CUDA vs. win32 Fibers Can a fiber store a CUDA device context?

I’ve been attempting to get multiple devices working well together, but it has resulted in a all out war against the Windows thread schedular, particularily since I have more devices than CPU cores.

I’ve managed to get fairly high efficiency by using cudaDeviceScheduleYield and juggling thread priorities, but it still remains a battle getting Windows to schedule the right threads, rather than constantly rescheduling the thread that just yielded. This results in starved GPUs when the associated control thread is not scheduled in a timely fashion.

This brings me to my question - does a win32 fiber retain enough context to maintain a CUDA device context? Alternately, is there a way to control thread scheduling in a cooperative fashion? 30ms latency for threads to be scheduled just doesn’t cut it…

Have you tried the blocking sync instead of cudaDeviceScheduleYield?

Yes, blocking sync is a good deal slower.

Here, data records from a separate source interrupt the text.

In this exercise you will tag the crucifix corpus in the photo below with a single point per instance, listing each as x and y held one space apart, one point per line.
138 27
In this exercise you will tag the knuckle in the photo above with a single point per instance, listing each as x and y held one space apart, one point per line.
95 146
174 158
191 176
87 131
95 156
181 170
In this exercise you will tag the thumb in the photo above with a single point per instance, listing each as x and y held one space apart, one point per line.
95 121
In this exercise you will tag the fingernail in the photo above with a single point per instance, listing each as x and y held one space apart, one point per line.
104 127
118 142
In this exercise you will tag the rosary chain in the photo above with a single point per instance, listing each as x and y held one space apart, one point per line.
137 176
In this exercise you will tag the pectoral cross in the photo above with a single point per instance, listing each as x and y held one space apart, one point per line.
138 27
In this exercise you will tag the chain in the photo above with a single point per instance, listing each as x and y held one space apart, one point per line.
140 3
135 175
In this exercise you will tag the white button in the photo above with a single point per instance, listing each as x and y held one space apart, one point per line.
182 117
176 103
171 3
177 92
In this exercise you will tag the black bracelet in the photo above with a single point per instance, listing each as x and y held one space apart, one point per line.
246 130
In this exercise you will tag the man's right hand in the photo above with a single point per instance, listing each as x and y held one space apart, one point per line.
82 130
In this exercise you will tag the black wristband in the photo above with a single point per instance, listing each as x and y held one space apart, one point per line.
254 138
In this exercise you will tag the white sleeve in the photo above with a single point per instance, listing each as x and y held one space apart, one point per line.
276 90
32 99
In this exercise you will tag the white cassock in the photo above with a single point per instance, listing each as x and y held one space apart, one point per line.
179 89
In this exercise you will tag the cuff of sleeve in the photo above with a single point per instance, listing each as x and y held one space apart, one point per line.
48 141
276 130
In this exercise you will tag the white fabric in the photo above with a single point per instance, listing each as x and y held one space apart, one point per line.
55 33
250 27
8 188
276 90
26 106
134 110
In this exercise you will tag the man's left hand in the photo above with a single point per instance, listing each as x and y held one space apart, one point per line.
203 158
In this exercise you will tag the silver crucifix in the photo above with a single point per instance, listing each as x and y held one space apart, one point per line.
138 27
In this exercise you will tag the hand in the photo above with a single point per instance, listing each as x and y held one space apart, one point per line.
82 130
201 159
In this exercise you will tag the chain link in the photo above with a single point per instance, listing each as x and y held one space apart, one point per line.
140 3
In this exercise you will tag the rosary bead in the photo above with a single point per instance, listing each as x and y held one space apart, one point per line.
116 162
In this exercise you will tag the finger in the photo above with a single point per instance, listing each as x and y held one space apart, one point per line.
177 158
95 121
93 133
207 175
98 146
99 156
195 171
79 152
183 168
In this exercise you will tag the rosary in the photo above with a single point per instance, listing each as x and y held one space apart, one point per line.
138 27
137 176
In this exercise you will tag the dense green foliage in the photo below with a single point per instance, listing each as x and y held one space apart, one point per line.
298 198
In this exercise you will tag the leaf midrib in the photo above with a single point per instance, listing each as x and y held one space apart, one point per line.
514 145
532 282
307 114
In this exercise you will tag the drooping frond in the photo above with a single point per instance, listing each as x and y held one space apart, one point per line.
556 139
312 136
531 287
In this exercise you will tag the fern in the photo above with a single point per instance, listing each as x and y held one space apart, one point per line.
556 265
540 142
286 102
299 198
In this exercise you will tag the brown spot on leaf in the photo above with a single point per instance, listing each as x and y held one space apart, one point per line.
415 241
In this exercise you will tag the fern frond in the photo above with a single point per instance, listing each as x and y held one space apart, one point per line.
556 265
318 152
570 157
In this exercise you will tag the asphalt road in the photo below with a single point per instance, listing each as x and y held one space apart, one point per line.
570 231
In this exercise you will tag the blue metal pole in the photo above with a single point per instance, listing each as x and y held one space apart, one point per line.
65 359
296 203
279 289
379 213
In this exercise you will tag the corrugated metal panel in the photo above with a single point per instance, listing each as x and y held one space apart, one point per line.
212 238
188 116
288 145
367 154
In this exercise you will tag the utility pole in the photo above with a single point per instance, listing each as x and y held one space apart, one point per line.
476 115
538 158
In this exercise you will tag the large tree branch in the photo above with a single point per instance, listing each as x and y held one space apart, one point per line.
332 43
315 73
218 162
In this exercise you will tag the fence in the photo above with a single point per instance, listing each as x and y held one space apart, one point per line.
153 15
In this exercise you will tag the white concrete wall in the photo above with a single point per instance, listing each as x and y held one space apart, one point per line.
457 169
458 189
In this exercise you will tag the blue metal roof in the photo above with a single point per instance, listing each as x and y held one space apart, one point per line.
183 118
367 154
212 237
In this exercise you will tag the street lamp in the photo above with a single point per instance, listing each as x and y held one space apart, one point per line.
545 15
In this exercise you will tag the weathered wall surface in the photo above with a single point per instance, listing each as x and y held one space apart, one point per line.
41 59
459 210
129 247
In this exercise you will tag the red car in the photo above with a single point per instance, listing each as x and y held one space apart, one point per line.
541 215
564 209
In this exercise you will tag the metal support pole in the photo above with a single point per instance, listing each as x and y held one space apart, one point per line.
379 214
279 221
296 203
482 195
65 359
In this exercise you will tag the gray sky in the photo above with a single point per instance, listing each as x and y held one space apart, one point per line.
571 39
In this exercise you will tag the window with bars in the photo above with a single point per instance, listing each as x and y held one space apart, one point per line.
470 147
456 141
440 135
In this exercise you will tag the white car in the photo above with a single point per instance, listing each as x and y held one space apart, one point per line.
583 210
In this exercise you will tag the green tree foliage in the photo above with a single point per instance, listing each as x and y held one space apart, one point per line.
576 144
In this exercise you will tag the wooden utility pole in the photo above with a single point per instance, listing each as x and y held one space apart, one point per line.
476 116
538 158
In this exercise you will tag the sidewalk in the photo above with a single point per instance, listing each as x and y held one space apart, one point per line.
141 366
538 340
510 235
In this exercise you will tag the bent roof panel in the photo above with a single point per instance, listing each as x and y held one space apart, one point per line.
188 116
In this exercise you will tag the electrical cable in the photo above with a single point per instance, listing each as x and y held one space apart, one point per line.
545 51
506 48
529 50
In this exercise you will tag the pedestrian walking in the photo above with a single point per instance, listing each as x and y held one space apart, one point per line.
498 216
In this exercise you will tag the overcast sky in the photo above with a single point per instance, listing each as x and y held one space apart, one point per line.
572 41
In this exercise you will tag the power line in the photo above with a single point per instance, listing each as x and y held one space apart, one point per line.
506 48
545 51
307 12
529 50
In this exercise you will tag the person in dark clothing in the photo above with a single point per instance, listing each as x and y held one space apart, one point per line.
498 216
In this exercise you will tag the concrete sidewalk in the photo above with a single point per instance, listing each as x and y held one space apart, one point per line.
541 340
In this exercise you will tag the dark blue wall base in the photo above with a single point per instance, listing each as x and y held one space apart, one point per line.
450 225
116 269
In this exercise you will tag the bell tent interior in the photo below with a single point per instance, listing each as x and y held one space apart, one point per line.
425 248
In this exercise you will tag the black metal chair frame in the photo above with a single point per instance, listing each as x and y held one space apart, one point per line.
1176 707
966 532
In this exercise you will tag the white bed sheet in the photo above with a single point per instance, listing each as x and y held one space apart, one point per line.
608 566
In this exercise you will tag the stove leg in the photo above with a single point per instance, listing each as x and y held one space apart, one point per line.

May be, you should ask Microsoft to release a patch…

See if any Service Pack changes can get you a better scheduler… (Check out the release notes)…

I have seen XP SP3 to handle large VM applications without seg-faulting… The same app would segfault in XP SP2…

You may want to check the Microsoft KB (knowldge base) for any improvements on scheduling

Try using pthreads-win32. You can set the controller in Round robin mode.